С другой стороны, история медицины говорит о том, что прогресс состоял не столько в уничтожении возбудителей наших болезней, или, точнее, самих этих болезней, сколько в приспособлении их к нашему организму, возможно, обогащавшим его, в мацерации их в нашей крови. Разве не в этом смысл всех этих прививок и сывороток, разве не в этом смысл иммунизации в течение определенного времени?

Если бы здоровье не было абстрактной категорией, то есть тем, чего, строго говоря, не бывает, то мы могли бы сказать, что абсолютно здоровый человек уже не был бы человеком, а был бы неразумным животным. Неразумным за неимением какой бы то ни было болезни, которая разжигала бы в нем огонь разума. Истинной болезнью, и болезнью трагической, является то, что пробуждает в нас жажду познания ради наслаждения самим познанием, ради удовольствия вкусить от плода древа познания добра и зла.

«Все люди от природы стремятся к знанию». Так начинает Аристотель свою Meтафизику, и с тех пор тысячи раз было повторено, что любопытство, или желание знать то, что, согласно книге Бытия, ввело нашу праматерь в грех, есть первопричина науки.

Но необходимо различать между желанием, или жаждой, знать, по-видимому и на первый взгляд, из любви к познанию самому по себе, между неодолимым желанием вкусить от плода древа познания, с одной стороны, и необходимостью познавать для того, чтобы жить, с другой. Это последнее, дающее нам прямое и непосредственное знание, которое в строгом смысле, хоть это и может показаться парадоксальным, можно было бы назвать познанием бессознательным, является общим для человека и животных, в то время как то, что нас отличает от животных, есть познание рефлексивное, познание самого познания.

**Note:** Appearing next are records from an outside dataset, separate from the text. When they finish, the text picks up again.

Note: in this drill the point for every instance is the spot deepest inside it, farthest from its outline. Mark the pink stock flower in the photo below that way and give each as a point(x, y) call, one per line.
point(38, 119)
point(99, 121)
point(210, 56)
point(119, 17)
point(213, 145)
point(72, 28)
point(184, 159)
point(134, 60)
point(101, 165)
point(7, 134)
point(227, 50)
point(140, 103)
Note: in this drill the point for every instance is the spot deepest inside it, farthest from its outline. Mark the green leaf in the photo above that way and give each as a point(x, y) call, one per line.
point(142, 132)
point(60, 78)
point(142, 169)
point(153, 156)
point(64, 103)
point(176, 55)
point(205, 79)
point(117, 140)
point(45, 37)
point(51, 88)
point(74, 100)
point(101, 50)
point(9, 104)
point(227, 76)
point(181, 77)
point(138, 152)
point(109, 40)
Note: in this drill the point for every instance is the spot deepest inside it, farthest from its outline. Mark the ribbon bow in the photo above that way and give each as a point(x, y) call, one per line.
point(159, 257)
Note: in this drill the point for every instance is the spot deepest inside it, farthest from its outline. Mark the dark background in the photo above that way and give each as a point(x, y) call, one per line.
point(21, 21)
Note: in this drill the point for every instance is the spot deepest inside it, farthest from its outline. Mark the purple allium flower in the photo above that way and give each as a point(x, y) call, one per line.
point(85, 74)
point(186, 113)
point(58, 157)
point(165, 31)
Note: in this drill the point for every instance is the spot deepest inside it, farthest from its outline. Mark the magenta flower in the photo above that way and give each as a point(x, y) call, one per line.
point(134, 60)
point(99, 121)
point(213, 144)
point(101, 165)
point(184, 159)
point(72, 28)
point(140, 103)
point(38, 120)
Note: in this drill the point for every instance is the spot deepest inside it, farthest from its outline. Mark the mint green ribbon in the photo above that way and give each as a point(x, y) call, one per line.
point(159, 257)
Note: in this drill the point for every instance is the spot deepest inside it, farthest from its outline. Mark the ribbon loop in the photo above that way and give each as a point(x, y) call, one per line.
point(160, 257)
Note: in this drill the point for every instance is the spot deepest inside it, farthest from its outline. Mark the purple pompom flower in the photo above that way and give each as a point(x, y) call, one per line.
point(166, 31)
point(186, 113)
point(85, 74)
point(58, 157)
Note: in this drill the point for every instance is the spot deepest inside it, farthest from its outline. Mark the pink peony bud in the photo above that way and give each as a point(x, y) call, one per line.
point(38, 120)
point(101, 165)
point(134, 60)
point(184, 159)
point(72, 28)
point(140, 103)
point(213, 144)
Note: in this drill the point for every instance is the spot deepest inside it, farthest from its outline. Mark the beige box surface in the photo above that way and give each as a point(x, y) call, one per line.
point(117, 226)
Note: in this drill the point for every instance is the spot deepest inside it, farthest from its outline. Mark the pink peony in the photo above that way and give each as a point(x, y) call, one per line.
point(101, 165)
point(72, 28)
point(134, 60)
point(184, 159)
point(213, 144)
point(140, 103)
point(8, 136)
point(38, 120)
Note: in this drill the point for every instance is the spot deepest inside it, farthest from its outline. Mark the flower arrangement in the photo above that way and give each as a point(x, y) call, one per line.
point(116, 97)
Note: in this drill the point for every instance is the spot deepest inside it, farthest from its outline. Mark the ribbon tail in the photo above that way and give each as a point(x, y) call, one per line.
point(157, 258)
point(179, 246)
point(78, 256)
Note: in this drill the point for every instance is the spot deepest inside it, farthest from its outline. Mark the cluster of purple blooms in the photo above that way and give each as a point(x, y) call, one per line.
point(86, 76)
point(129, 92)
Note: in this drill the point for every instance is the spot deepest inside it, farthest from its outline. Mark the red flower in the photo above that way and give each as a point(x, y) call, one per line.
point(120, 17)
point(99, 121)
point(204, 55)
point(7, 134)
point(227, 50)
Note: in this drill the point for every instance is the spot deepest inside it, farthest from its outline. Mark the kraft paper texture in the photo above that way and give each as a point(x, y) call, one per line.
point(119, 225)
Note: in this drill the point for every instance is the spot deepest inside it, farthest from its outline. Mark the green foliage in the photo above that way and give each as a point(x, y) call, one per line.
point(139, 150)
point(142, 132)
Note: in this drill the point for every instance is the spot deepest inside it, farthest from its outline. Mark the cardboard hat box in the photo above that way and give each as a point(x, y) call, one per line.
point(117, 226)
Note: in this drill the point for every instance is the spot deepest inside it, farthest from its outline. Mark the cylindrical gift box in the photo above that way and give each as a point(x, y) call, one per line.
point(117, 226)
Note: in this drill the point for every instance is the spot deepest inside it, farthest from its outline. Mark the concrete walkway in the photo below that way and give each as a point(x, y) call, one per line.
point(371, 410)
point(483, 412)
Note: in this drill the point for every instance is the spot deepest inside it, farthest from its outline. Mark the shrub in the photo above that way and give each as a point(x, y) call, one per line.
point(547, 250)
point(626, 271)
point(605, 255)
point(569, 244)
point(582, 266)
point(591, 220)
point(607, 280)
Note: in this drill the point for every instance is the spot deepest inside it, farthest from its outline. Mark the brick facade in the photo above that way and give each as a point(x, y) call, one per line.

Люди много спорили и по сей день, когда мир уже устал от их споров, продолжают спорить о происхождении познания; но пока, оставляя в стороне все то, что будет сказано ниже о глубинных основах существования, остается несомненным и достоверным по крайней мере то, что в сфере явлений, в жизни существ, которые в той или иной мере способны к какому-либо – более или менее смутному – познанию или восприятию или, судя по их действиям, кажутся наделенными такого рода способностями, познание проявляется в связи с потребностью жить и добывать необходимое для жизни пропитание. Оно представляет собой следствие той самой сущности бытия, которая, согласно Спинозе, состоит в стремлении бесконечно пребывать в споем бытии. В терминах, более грубо выражающих эту зависимость, можно сказать, что мозг во всем том, что касается осуществления его функций, зависит от желудка. В существах, которые располагаются на низших ступенях лестницы живых существ, все проявления, связанные с более или менее ясным сознанием, сводятся к действиям, направленным на добывание средств к существованию.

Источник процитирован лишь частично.